I’m working on the occupancy of my kernel. I got a theoretical occupancy of 12.5%, but i think i’m missing one parameter. Indeed, i don’t use shared memory, the number of register is not so high.

What kinf of factor could impact so hard the occupancy?

NEW CUDA CODE
ptxas info    : Compiling entry function '_Z17mygetRSS_ITM_SRTMPdP7s_blockS_PvmP11s_host_infoP10s_devparamP13s_device_data' for 'sm_52'
ptxas info    : Function properties for _Z17mygetRSS_ITM_SRTMPdP7s_blockS_PvmP11s_host_infoP10s_devparamP13s_device_data
    8 bytes stack frame, 0 bytes spill stores, 0 bytes spill loads
ptxas info    : Used 64 registers, 384 bytes cmem[0], 892 bytes cmem[2]

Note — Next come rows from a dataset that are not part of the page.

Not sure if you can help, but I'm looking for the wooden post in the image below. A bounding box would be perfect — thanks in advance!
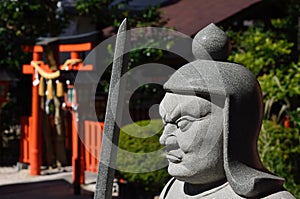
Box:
[29,52,41,175]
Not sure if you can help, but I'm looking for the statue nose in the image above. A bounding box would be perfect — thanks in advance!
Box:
[159,124,178,147]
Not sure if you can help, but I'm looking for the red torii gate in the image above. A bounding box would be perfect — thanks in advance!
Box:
[20,32,103,192]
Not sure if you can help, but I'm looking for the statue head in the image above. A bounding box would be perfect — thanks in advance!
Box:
[160,24,283,197]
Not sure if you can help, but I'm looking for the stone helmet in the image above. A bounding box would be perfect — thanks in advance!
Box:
[164,24,284,197]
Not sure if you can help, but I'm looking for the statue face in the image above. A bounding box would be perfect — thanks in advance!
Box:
[159,93,225,184]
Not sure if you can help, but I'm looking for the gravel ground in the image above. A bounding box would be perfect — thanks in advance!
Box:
[0,166,96,199]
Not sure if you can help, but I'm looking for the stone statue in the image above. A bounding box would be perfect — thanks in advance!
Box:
[160,24,294,199]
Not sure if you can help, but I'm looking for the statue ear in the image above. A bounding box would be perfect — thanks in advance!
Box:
[223,96,284,198]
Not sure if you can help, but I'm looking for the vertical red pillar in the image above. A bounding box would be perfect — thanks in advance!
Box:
[29,52,41,175]
[71,111,84,194]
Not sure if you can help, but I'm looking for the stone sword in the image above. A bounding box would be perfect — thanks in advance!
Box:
[94,19,129,199]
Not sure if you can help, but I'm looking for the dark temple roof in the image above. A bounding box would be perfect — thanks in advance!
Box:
[160,0,261,35]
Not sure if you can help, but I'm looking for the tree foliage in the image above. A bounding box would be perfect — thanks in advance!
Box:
[228,19,300,198]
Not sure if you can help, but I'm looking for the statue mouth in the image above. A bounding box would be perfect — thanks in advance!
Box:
[167,153,182,163]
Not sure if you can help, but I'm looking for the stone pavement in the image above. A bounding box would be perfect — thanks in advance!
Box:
[0,167,96,199]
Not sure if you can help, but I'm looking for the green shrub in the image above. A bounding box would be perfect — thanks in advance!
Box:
[117,119,169,193]
[258,120,300,198]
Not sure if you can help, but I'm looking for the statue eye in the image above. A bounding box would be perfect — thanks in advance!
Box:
[176,119,192,132]
[175,116,201,132]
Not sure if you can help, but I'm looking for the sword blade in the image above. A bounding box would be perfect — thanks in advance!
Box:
[94,19,128,199]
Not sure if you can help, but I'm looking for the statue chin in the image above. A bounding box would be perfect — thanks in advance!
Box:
[168,163,226,184]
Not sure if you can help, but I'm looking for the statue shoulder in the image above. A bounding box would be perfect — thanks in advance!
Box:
[159,177,176,199]
[264,191,296,199]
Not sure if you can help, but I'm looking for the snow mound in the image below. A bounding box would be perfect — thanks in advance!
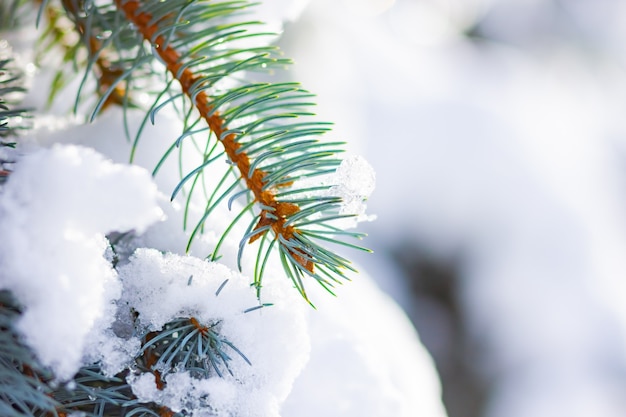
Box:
[119,249,310,417]
[0,145,161,380]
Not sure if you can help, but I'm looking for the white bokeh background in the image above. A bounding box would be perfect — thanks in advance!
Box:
[282,0,626,417]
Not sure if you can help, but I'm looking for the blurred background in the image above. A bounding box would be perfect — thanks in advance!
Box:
[281,0,626,417]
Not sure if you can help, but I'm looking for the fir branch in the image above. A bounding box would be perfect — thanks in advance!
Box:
[0,290,58,417]
[0,55,28,184]
[36,0,363,300]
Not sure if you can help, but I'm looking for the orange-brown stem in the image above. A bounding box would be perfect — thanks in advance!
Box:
[115,0,313,272]
[56,0,126,110]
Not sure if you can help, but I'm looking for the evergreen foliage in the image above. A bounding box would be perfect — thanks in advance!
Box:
[0,0,364,417]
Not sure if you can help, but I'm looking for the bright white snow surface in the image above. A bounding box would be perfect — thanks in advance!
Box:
[0,19,445,417]
[0,145,162,379]
[284,0,626,417]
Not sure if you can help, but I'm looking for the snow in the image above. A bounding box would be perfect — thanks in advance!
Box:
[0,145,161,379]
[119,249,310,416]
[0,2,445,417]
[282,275,446,417]
[284,0,626,417]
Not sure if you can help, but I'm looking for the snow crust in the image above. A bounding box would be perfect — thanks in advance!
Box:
[119,249,310,417]
[0,1,445,417]
[0,145,161,379]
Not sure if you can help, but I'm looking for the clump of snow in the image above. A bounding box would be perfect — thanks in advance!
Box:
[119,249,310,416]
[0,145,161,379]
[281,268,446,417]
[328,155,376,228]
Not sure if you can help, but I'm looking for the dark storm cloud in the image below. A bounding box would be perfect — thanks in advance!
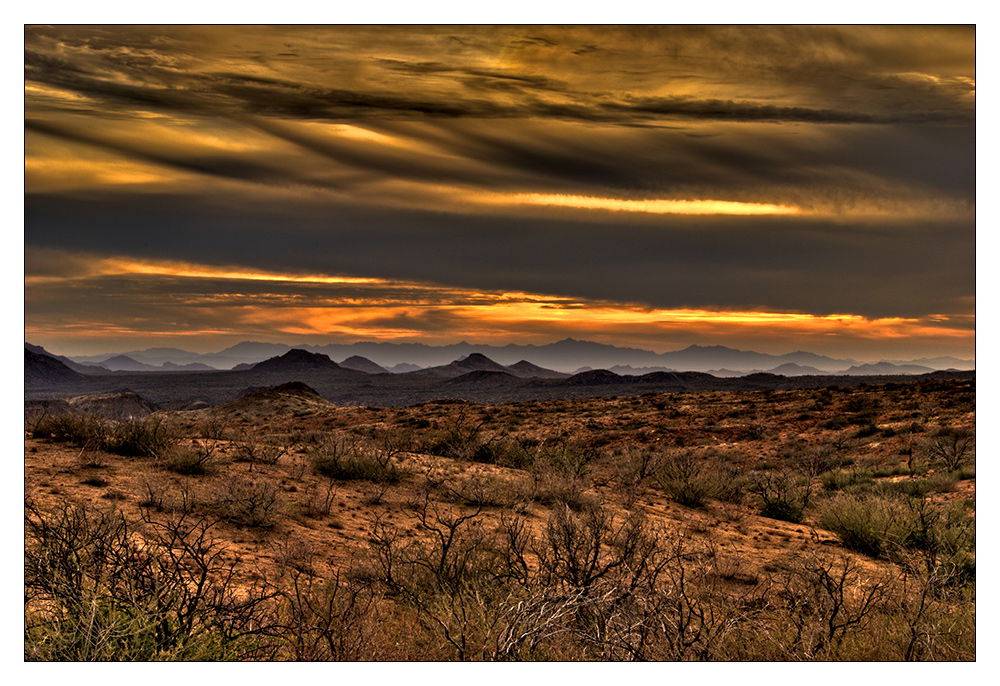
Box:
[25,187,975,317]
[24,119,340,188]
[25,26,974,129]
[25,26,976,358]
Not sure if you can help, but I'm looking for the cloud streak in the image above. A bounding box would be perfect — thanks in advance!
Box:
[25,26,976,358]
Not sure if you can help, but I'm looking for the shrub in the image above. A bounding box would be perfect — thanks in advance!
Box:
[749,472,812,523]
[167,441,216,476]
[216,474,285,529]
[309,438,406,483]
[924,426,975,472]
[819,493,912,557]
[820,493,976,579]
[24,503,275,661]
[656,452,743,508]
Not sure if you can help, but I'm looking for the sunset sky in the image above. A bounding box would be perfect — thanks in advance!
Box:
[24,26,976,361]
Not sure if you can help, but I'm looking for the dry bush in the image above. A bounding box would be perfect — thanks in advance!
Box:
[24,503,276,661]
[211,474,286,529]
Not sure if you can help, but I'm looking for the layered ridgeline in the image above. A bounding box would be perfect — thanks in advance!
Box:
[50,338,976,376]
[24,347,975,410]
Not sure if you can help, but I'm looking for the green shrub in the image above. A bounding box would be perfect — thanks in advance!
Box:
[820,493,976,578]
[24,503,275,661]
[656,452,744,508]
[749,472,812,523]
[309,438,406,483]
[215,474,285,529]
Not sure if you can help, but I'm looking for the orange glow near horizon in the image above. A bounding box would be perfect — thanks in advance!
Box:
[25,257,975,360]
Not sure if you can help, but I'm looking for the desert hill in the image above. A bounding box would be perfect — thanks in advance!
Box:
[507,360,570,379]
[409,353,509,378]
[211,381,333,417]
[24,348,83,389]
[340,355,388,374]
[252,348,340,372]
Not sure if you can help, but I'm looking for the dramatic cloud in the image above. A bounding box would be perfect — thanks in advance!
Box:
[25,26,976,358]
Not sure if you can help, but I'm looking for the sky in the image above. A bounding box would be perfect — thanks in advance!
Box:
[24,25,976,361]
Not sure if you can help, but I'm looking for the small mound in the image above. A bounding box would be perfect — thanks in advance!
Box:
[214,381,333,415]
[66,390,160,419]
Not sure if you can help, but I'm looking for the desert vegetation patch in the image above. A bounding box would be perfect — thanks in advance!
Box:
[24,380,976,660]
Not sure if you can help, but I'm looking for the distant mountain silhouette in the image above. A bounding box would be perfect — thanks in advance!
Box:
[160,362,218,372]
[767,362,829,376]
[441,369,520,390]
[50,338,976,376]
[94,355,161,372]
[839,362,934,376]
[340,355,388,374]
[24,348,83,389]
[24,343,93,374]
[566,369,624,386]
[66,389,160,419]
[608,364,677,376]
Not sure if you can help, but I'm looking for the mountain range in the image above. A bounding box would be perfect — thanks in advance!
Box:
[47,338,976,376]
[24,346,975,410]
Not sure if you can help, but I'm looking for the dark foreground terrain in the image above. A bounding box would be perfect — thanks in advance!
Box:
[24,377,976,660]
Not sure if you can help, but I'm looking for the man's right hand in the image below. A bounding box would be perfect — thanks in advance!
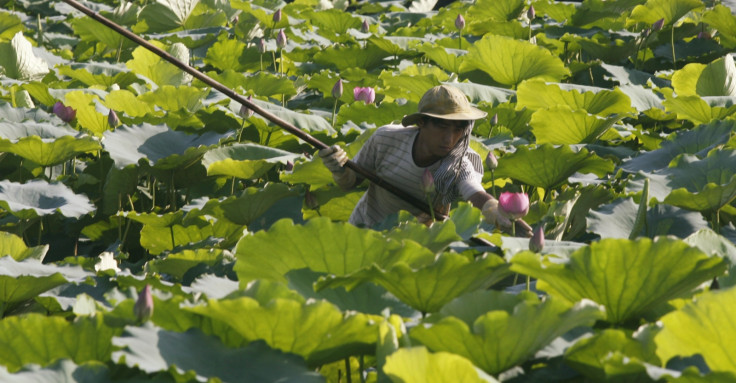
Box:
[319,145,348,173]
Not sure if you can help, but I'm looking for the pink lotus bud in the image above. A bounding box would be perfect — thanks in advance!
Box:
[652,18,664,32]
[239,95,255,118]
[353,87,376,104]
[276,29,286,48]
[53,101,77,123]
[332,79,343,98]
[133,285,153,321]
[107,109,120,128]
[486,150,498,170]
[455,14,465,30]
[529,225,544,253]
[422,168,434,194]
[498,192,529,221]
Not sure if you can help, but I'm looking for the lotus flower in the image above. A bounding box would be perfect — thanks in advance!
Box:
[54,101,77,123]
[107,109,120,128]
[332,79,343,98]
[133,285,153,321]
[353,87,376,104]
[498,192,529,221]
[455,14,465,30]
[276,29,286,48]
[422,168,434,194]
[529,225,544,253]
[486,150,498,170]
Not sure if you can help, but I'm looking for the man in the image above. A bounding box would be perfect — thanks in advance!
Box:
[319,85,531,235]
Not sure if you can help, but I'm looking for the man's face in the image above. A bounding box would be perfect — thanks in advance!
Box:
[419,118,469,157]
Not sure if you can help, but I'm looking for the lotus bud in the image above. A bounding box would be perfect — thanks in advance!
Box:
[652,18,664,32]
[529,225,544,253]
[332,79,343,98]
[276,29,286,48]
[353,87,376,104]
[498,192,529,221]
[107,109,120,128]
[239,95,255,118]
[486,150,498,170]
[455,14,465,30]
[53,101,77,123]
[422,168,434,194]
[133,285,153,321]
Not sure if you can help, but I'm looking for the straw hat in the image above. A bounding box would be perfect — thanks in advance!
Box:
[401,85,488,126]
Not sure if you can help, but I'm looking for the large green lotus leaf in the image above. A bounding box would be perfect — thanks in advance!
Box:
[565,329,660,382]
[587,198,708,238]
[654,287,736,373]
[0,179,95,219]
[125,42,198,86]
[233,218,434,286]
[465,35,570,87]
[516,81,633,117]
[664,149,736,213]
[103,123,225,170]
[0,231,49,261]
[112,324,323,382]
[496,144,613,189]
[0,125,101,166]
[622,120,736,172]
[628,0,703,25]
[313,44,391,71]
[672,55,736,97]
[529,106,623,145]
[202,143,299,180]
[662,95,736,124]
[0,313,115,372]
[383,347,497,383]
[316,252,510,313]
[185,297,378,366]
[409,295,603,375]
[466,0,526,23]
[0,31,49,80]
[511,237,727,323]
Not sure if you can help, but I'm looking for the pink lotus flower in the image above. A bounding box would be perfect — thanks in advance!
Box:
[133,285,153,321]
[53,101,77,122]
[498,192,529,221]
[422,168,434,194]
[353,87,376,104]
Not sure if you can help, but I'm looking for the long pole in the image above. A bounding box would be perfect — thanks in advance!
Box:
[62,0,447,219]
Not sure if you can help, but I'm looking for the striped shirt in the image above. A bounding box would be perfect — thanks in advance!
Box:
[349,125,483,227]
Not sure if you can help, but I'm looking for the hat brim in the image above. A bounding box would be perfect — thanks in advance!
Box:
[401,108,488,126]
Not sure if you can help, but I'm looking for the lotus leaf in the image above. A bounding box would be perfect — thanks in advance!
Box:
[654,287,736,373]
[234,218,434,286]
[186,297,378,366]
[112,325,323,382]
[511,237,727,324]
[316,252,509,313]
[496,144,613,189]
[409,292,603,375]
[383,347,497,383]
[465,35,570,87]
[0,313,114,372]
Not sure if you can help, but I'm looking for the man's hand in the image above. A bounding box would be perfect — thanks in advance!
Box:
[319,145,348,174]
[319,145,356,190]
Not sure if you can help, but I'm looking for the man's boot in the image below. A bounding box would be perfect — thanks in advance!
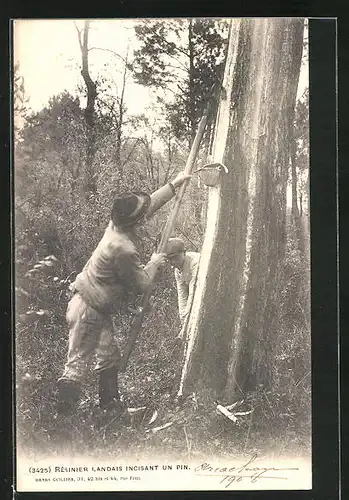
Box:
[98,366,128,423]
[55,379,81,415]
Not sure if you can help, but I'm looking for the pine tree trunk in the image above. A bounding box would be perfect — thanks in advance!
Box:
[79,21,97,197]
[179,18,303,402]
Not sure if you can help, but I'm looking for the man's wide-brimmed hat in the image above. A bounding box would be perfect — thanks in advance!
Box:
[111,191,150,227]
[165,238,185,257]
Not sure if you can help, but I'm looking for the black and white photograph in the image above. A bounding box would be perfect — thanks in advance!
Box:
[12,17,312,492]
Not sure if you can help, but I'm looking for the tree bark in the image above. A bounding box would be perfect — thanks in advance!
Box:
[179,18,303,397]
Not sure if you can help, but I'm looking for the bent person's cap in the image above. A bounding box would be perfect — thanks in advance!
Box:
[111,191,150,227]
[165,238,185,257]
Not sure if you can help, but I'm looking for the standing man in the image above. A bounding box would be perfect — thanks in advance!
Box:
[56,172,190,414]
[166,238,200,338]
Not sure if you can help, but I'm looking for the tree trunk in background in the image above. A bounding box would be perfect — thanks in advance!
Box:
[179,18,303,397]
[188,19,196,148]
[78,21,97,196]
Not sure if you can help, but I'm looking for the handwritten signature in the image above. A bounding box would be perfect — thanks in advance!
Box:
[194,454,299,488]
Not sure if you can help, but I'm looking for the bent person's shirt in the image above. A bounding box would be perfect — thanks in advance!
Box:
[174,252,200,325]
[74,185,173,313]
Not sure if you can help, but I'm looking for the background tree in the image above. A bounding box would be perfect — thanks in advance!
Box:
[133,19,227,144]
[75,21,97,196]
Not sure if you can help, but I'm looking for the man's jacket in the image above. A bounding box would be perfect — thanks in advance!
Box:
[74,185,173,313]
[174,252,200,325]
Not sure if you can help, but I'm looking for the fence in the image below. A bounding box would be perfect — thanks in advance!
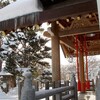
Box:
[21,72,78,100]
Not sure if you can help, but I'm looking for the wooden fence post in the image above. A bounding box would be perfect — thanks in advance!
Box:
[21,72,36,100]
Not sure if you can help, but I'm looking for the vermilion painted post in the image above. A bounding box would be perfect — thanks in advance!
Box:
[75,36,81,91]
[84,36,90,90]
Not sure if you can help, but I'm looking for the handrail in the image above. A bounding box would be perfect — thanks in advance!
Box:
[36,86,74,99]
[21,72,78,100]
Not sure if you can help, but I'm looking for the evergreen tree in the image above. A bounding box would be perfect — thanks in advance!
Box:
[0,27,51,86]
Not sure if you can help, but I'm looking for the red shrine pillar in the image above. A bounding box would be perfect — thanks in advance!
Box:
[75,36,81,91]
[51,23,61,82]
[79,41,85,92]
[84,35,90,90]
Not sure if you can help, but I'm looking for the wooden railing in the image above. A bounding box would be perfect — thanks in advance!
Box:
[21,72,78,100]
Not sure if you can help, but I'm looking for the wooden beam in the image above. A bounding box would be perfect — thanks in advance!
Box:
[60,37,75,50]
[39,0,97,23]
[88,45,100,52]
[59,25,99,37]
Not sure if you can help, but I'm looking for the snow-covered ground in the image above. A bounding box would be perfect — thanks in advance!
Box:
[0,87,18,100]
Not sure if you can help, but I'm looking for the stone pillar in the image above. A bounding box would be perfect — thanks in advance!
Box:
[51,23,61,82]
[79,43,85,92]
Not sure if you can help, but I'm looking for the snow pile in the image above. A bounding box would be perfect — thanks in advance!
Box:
[0,88,18,100]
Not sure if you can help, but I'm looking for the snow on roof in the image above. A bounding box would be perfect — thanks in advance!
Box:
[0,0,43,21]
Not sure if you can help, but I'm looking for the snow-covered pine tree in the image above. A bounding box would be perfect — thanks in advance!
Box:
[0,28,51,86]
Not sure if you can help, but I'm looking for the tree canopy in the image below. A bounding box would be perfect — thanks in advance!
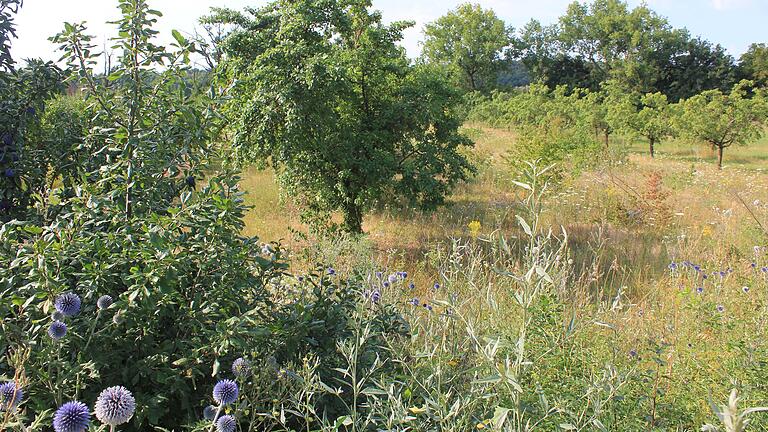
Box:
[423,3,512,91]
[212,0,472,232]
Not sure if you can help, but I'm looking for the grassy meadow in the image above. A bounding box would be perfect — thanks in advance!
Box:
[234,124,768,430]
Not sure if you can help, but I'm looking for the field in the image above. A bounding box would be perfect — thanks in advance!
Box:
[236,124,768,430]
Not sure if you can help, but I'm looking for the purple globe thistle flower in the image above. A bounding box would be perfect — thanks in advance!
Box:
[203,405,218,421]
[94,386,136,426]
[213,380,239,405]
[48,321,67,340]
[53,292,80,317]
[216,415,237,432]
[0,381,24,412]
[53,401,91,432]
[232,357,251,378]
[96,295,114,310]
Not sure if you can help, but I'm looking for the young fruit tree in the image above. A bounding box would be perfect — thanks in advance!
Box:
[628,93,674,157]
[678,80,765,169]
[211,0,472,233]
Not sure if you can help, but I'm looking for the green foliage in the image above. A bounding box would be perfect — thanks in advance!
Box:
[678,81,766,168]
[423,3,512,91]
[214,0,472,232]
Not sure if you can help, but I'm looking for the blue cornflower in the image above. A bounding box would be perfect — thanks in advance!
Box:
[48,321,67,340]
[96,295,114,310]
[203,405,217,420]
[0,381,24,412]
[213,380,239,405]
[54,292,80,316]
[94,386,136,426]
[53,401,91,432]
[216,415,237,432]
[232,357,251,377]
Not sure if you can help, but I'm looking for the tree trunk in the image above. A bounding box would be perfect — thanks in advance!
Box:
[717,146,723,169]
[344,203,363,234]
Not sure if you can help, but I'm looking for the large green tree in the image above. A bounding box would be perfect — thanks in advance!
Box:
[678,80,766,169]
[214,0,472,232]
[423,3,513,91]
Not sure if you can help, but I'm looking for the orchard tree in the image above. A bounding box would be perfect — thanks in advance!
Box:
[629,92,674,157]
[212,0,472,233]
[679,80,766,169]
[423,3,512,91]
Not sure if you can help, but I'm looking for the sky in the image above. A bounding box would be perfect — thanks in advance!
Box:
[7,0,768,67]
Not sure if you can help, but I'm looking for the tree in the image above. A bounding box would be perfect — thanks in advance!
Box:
[678,80,766,169]
[739,43,768,87]
[628,92,674,157]
[213,0,472,233]
[423,3,512,91]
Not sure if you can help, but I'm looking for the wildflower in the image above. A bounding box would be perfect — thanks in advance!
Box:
[203,405,217,421]
[53,401,91,432]
[213,380,239,405]
[54,292,80,316]
[0,381,24,411]
[94,386,136,426]
[48,321,67,340]
[232,357,251,377]
[96,295,114,310]
[216,415,237,432]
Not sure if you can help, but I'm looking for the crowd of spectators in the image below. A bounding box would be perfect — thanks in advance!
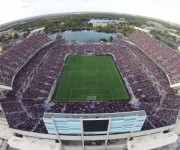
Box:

=> launch advice <<< 5860, 256 >>>
Number of sm = 24. Max active blocks = 1. Theoretical occupancy: 0.125000

With my Titan-X i should get like a theorical occupancy of 50%. With the old version of my kernel, with 125 register per thread i was at 25%. I rewrote all the code and i did drop the occupancy although the number of register is far reduce.

The big difference is that i compile all my .cu into .o then i link them to get a library static. So, i use a .hcu with some prototype of __device__function. Before the new code, the source files were including each other to produce a huge big .cu

OLD CUDA CODA
ptxas info    : Compiling entry function '_Z15getRSS_ITM_SRTMPdS_S_dd8AreaTypeddiddiiS_P9prop_typeP10propv_typeP10propa_typeS_S_ddddiiiddiiiiiiS_ddiiS_Piddd' for 'sm_52'
ptxas info    : Function properties for _Z15getRSS_ITM_SRTMPdS_S_dd8AreaTypeddiddiiS_P9prop_typeP10propv_typeP10propa_typeS_S_ddddiiiddiiiiiiS_ddiiS_Piddd
    48 bytes stack frame, 0 bytes spill stores, 0 bytes spill loads
ptxas info    : Used 124 registers, 624 bytes cmem[0], 1632 bytes cmem[2]

=> launch advice <<< 2930, 512 >>>
Number of sm = 24. Max active blocks = 1. Theoretical occupancy: 0.250000

The old code does not perform better than the improve code, but the new code is really different. So i really care about this occupancy, i’d like hit like 40% to bench if their is gain of performance

i take it you are not using texture

have you tried reducing the block size, just to note impact?